Stella Darnell is the detective’s daughter. Her dad, Terry Darnell, a CID officer with the Met police, was keen for Stella to follow his footsteps. But Stella believes The Job got the best of her father and is determined it won’t get her too. She starts Clean Slate and devotes herself to her favourite occupation, deep cleaning.
I saw the similarities between a cleaner and a CID detective. Both roles explore homes, offices and public spaces, peer into the darkest corners and meet all sorts of people. A cleaner and a detective notice detail or spot changes in detail. They arrive into chaos and restore order. A cleaner, I decided, would be my unofficial detective. Stella was conceived.

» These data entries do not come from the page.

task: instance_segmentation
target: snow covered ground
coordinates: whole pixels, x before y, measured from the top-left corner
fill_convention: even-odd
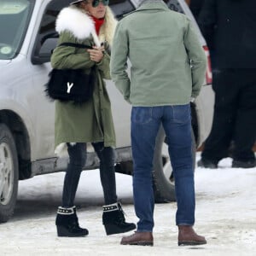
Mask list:
[[[89,236],[57,237],[55,218],[64,173],[38,176],[20,183],[14,217],[0,225],[0,255],[256,255],[256,168],[232,169],[230,164],[225,159],[217,170],[195,170],[195,229],[206,236],[205,246],[177,247],[175,203],[155,206],[153,247],[121,246],[122,234],[107,236],[95,170],[83,172],[77,194],[80,224]],[[137,222],[131,177],[117,174],[117,189],[127,221]]]

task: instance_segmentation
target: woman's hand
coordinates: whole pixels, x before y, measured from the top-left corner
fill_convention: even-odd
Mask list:
[[[90,54],[90,61],[100,62],[102,59],[103,58],[103,51],[104,51],[104,46],[96,47],[93,46],[93,49],[89,49],[87,51]]]

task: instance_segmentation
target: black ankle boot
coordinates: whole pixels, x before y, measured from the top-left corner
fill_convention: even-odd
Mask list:
[[[125,222],[119,202],[103,206],[102,221],[107,235],[125,233],[136,229],[135,224]]]
[[[55,224],[58,236],[84,236],[89,233],[86,229],[79,227],[75,207],[58,207]]]

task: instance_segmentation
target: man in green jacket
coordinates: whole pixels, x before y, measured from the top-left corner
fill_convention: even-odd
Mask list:
[[[131,78],[126,72],[131,63]],[[110,61],[112,79],[132,104],[133,195],[139,218],[121,244],[153,246],[153,155],[162,124],[174,172],[178,245],[205,244],[193,230],[195,188],[190,101],[200,92],[207,61],[190,20],[160,0],[145,0],[119,22]]]

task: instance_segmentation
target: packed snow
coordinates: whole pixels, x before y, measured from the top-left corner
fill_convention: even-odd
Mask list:
[[[38,176],[20,182],[15,214],[0,225],[0,255],[256,255],[256,168],[230,166],[231,160],[224,159],[218,169],[195,170],[195,229],[206,236],[207,245],[177,247],[175,202],[155,205],[153,247],[122,246],[123,234],[107,236],[99,172],[93,170],[83,172],[76,200],[80,225],[89,230],[88,236],[56,236],[64,172]],[[136,223],[131,177],[116,177],[126,220]]]

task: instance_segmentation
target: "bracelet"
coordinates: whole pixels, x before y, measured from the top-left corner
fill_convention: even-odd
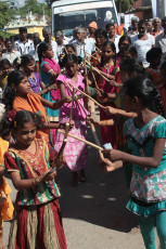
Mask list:
[[[33,185],[37,186],[40,183],[40,180],[38,179],[38,176],[36,176],[33,181]]]
[[[48,73],[52,71],[53,69],[50,69]]]

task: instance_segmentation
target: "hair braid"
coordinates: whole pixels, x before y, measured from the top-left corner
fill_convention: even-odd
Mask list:
[[[164,110],[164,105],[162,103],[161,94],[156,88],[153,89],[152,91],[152,96],[154,100],[155,107],[157,109],[157,113],[166,118],[165,110]]]

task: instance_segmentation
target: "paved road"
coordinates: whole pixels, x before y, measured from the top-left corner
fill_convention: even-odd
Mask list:
[[[89,147],[88,181],[78,187],[69,186],[67,169],[61,169],[56,178],[68,249],[143,249],[136,217],[125,208],[128,194],[123,169],[102,172],[98,160],[98,152]],[[13,188],[13,200],[15,193]],[[9,226],[5,222],[5,245]]]

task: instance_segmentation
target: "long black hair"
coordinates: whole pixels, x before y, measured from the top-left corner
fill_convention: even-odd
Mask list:
[[[13,101],[16,96],[16,92],[12,88],[12,84],[18,86],[21,81],[25,78],[25,74],[21,70],[13,70],[8,76],[7,88],[3,93],[3,102],[5,104],[5,109],[11,110],[13,107]]]
[[[102,49],[104,49],[106,45],[110,45],[110,48],[112,49],[112,51],[115,53],[115,55],[114,55],[114,64],[115,64],[115,67],[114,67],[114,70],[113,70],[113,75],[115,75],[116,74],[116,71],[117,71],[117,69],[116,69],[116,47],[115,47],[115,43],[113,42],[113,41],[105,41],[104,43],[103,43],[103,47],[102,47]],[[103,62],[103,55],[102,55],[102,57],[101,57],[101,67],[103,67],[104,66],[104,62]]]
[[[144,107],[157,109],[157,113],[165,117],[161,94],[155,84],[146,77],[133,77],[127,80],[122,88],[122,92],[130,99],[137,96]]]
[[[133,73],[137,73],[137,75],[143,75],[145,73],[142,62],[136,57],[127,57],[122,60],[119,68],[122,71],[128,73],[129,76],[131,76]]]
[[[39,56],[39,63],[42,61],[42,53],[46,52],[49,49],[50,44],[42,41],[39,47],[37,48],[38,56]]]
[[[25,123],[33,122],[37,130],[43,127],[42,117],[38,114],[34,114],[27,110],[10,110],[5,114],[4,118],[0,122],[0,135],[4,136],[7,132],[23,128]]]

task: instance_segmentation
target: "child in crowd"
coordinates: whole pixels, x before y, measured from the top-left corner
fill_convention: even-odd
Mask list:
[[[122,89],[126,112],[138,114],[126,121],[124,135],[131,154],[105,150],[104,169],[115,170],[110,160],[132,163],[130,199],[127,208],[137,214],[145,248],[155,247],[156,226],[161,248],[166,248],[166,120],[154,83],[144,77],[127,80]],[[155,105],[158,114],[153,113]],[[161,116],[162,115],[162,116]]]
[[[3,118],[7,117],[5,121]],[[11,130],[9,129],[10,116],[5,115],[3,104],[0,104],[0,248],[4,248],[3,244],[3,221],[12,220],[13,218],[13,204],[10,198],[10,188],[4,174],[4,153],[9,148],[9,141],[11,137]],[[3,120],[3,121],[2,121]]]
[[[8,248],[66,249],[56,171],[50,170],[54,155],[44,140],[36,139],[42,120],[30,112],[14,113],[9,127],[15,144],[4,154],[4,163],[18,192]]]
[[[102,70],[103,75],[108,79],[115,79],[115,74],[118,70],[116,65],[116,60],[113,57],[116,56],[115,44],[112,41],[104,42],[102,47],[102,58],[101,63],[98,65],[98,68]],[[100,90],[97,90],[97,100],[103,106],[116,107],[114,101],[116,100],[116,88],[112,87],[108,81],[99,78],[98,87]],[[100,120],[108,120],[113,118],[112,115],[107,115],[102,108],[100,108]],[[101,128],[102,142],[112,143],[112,146],[116,148],[116,128],[113,127],[102,127]]]
[[[30,87],[35,93],[41,95],[43,89],[46,89],[44,83],[41,80],[41,77],[35,70],[35,60],[30,54],[22,55],[17,58],[18,68],[22,69],[28,78]]]
[[[126,44],[123,47],[120,52],[120,58],[127,58],[127,57],[138,57],[137,49],[132,44]]]
[[[161,83],[161,58],[162,58],[162,49],[161,48],[152,48],[146,53],[146,61],[150,63],[148,68],[148,73],[152,77],[153,83],[156,86]]]
[[[91,63],[93,66],[98,66],[101,63],[102,47],[105,41],[108,40],[105,29],[97,29],[95,31],[95,51],[92,52]]]
[[[67,54],[63,60],[66,74],[60,75],[58,77],[58,83],[60,86],[61,97],[64,99],[66,96],[73,95],[73,88],[68,87],[67,82],[71,82],[74,87],[84,91],[85,83],[84,77],[78,74],[78,62],[77,56],[75,54]],[[82,100],[82,95],[79,94],[78,91],[76,93],[76,99],[79,100],[74,102],[73,106],[73,116],[71,117],[72,121],[74,122],[74,128],[71,130],[71,134],[77,135],[79,137],[86,139],[87,136],[87,124],[86,124],[86,117],[88,112],[85,109],[85,103]],[[82,110],[82,107],[84,110]],[[60,108],[60,122],[68,122],[69,121],[69,114],[71,114],[72,104],[64,104]],[[63,142],[64,135],[58,132],[56,142],[55,142],[55,150],[59,152]],[[80,181],[86,181],[85,176],[85,167],[87,166],[87,146],[85,143],[67,137],[67,144],[64,149],[64,156],[66,160],[67,167],[72,170],[73,179],[72,185],[78,185],[78,171]]]
[[[60,66],[53,60],[54,55],[52,47],[46,42],[41,42],[38,47],[38,56],[40,63],[40,75],[44,86],[48,88],[51,84],[56,84],[56,77],[60,74]],[[60,90],[58,88],[56,90],[51,90],[43,94],[42,97],[49,102],[56,103],[61,99]],[[52,110],[47,107],[47,116],[49,121],[59,121],[59,109]]]
[[[157,84],[157,89],[161,93],[161,97],[162,97],[162,103],[164,105],[164,112],[166,114],[166,62],[164,62],[161,66],[161,83]]]
[[[122,36],[119,41],[118,41],[118,49],[119,52],[116,54],[116,61],[119,64],[120,60],[122,60],[122,50],[124,47],[126,45],[130,45],[131,44],[131,38],[129,36]]]
[[[11,63],[7,58],[0,61],[0,88],[4,90],[5,83],[8,81],[8,76],[11,71]]]
[[[38,94],[34,93],[28,78],[23,71],[11,71],[8,78],[8,87],[4,91],[4,104],[8,110],[29,110],[40,114],[44,124],[41,130],[37,131],[37,137],[44,139],[49,142],[49,130],[59,128],[59,123],[50,123],[47,120],[47,114],[43,106],[52,109],[60,108],[68,99],[63,99],[56,103],[49,102]]]

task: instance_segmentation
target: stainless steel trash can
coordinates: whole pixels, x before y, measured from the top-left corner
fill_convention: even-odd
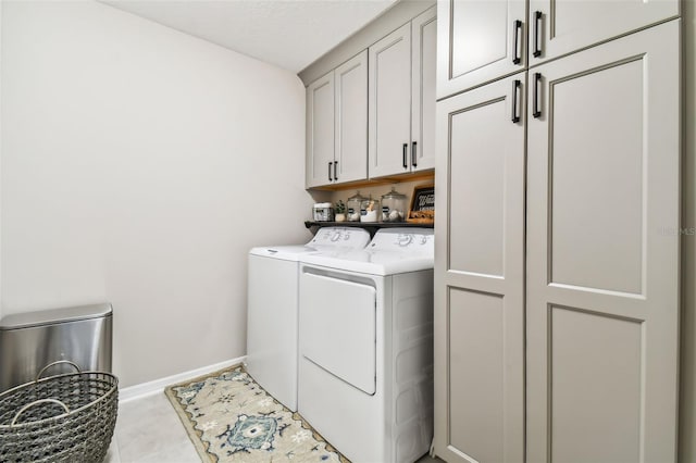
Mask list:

In book one, The Detective’s Daughter, the police inform Stella that Terry Darnell has suffered a fatal heart attack. She collects his valuables from the hospital and, treating it as another task, will expedite and move on.
Stella’s character develops over the eight novels. In Terry’s attic, she finds photocopied case files for the unsolved murder in July 1981 of Kate Rokesmith. Stella, then aged 15, remembers the case. Terry cancelled their outing to rush to the crime scene, a scrap of shingle by the river Thames at Hammersmith. The teenager resented the dead woman for stealing her father. Now in her forties, Stella recognizes this is absurd. Doggedly, she prepares to shred the papers, but instead she starts to read – and the cleaner becomes a detective.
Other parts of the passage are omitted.